The pilot involved three projects whose results were combined: low coverage whole genome sequencing of 179 individuals from four populations; high coverage sequencing of two mother father child trios; and exontargeted sequencing of 697 individuals from seven populations (Nature, doi: 10.1038/nature09534).
‘The amount of information delivered by this first stage of the project is remarkable,’ said coauthor Richard Durbin of the Sanger Institute in the UK. ‘In less than two years, we identified 15m single letter changes, 1m small deletions or insertions and 20,000 larger variants. The majority of these variants – around 8m – had never been seen before.

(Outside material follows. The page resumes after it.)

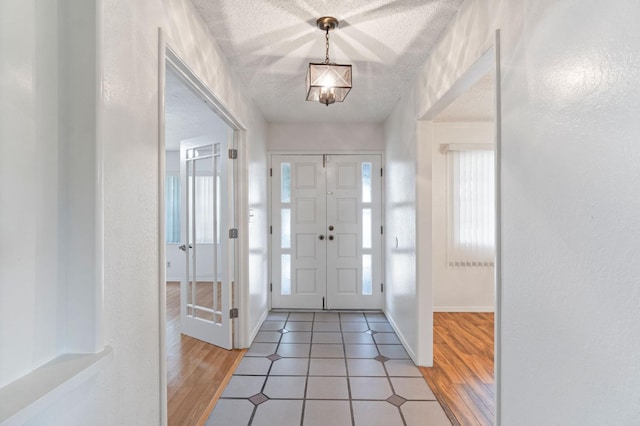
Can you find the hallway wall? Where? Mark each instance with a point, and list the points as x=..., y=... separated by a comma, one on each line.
x=327, y=137
x=570, y=84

This is the largest catalogue of its kind, and having it in the public domain will help maximise the efficiency of human genetics research.’ The methods and data resulting from the pilot programme will support the next phase of human genetic research, the researchers say.

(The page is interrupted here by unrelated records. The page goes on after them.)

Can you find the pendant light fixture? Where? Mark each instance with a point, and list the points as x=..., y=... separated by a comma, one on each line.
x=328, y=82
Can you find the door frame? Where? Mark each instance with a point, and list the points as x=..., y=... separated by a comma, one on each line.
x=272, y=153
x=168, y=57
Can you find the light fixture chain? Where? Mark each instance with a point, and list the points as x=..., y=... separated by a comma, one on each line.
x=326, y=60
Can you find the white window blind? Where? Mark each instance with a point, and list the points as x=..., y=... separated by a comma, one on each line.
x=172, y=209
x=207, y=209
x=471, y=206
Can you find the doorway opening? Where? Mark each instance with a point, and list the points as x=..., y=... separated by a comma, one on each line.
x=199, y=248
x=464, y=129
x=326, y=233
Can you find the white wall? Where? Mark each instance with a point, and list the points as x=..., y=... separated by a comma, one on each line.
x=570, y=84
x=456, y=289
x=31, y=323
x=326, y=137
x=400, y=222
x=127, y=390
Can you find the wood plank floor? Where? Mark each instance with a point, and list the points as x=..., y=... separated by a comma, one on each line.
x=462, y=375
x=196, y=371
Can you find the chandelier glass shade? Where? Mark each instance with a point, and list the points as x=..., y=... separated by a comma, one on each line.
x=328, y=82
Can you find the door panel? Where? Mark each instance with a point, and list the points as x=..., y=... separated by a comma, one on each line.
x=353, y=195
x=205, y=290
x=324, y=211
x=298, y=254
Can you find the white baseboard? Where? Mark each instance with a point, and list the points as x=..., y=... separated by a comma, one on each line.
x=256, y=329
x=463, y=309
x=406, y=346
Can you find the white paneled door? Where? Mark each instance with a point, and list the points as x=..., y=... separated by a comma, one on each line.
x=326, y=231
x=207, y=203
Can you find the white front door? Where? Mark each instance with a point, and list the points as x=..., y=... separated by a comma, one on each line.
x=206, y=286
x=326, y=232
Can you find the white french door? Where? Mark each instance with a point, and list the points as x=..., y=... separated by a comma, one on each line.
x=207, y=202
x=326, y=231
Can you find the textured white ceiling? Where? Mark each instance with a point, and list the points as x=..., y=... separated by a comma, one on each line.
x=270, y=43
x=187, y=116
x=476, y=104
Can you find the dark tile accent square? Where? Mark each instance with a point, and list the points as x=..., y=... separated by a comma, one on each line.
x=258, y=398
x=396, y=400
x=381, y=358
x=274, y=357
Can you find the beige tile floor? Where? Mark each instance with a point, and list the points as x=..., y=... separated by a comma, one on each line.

The 1000 Genomes Project, which was launched in 2008 and uses nextgeneration sequencing technology to compare the genomes of people from different parts of the world, builds upon the International HapMap Project (C&I 2005, 21). It is hoped that the comprehensive sets of genetic variants discovered will shed light on the relationship between genotype and phenotype, enabling researchers to associate physical characteristics and traits, such as disease susceptibility and response to drugs, with particular regions on the genome.
‘For most of the many diseases known to have a genetic component, currently we don’t understand the basis of that genetic component,’ says Durbin. ‘Getting at that is a major current goal.’

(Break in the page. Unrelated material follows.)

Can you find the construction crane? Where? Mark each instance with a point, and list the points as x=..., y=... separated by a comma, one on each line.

Improved understanding of the genetic differences between people also lays the groundwork for personalised medicine. ‘Finding comprehensive sets of variants will lead to better localisation of chromosome regions that affect disease risk. Fairly quickly – the next few years – this information will become clinically useful to predict a person’s risk of getting various diseases, based on their variants,’ explains coauthor Lisa Brooks, from the US National Human Genome Research Institute. ‘Longer term, localising disease associated regions and then figuring out which genes and variants cause the disease risk will allow better prediction and the tailoring of therapies to particular variants in an individual.’
While the results of the project will not directly throw new light onto what causes certain diseases, they establish an information base that will make disease genetics research easier and more powerful, says Durbin. ‘This is a case of [DNA sequencing] technology enabling science, enabling applied research, enabling improvements in therapy.’
The 1000 Genomes Project, working in nine different centres, is expected to sequence 2500 genomes from five large population groups by the end of 2012.
Meanwhile, around 30,000 genomes are expected to be sequenced as part of large academic projects by 2011 (Nature, 2010, 467, 1026). ‘The technology is improving quickly, allowing many more genomes to be sequenced for a fixed cost,’ explains Brooks. ‘As the value of this sequencing becomes clear, more resources are being allocated to it, increasing the numbers even more.’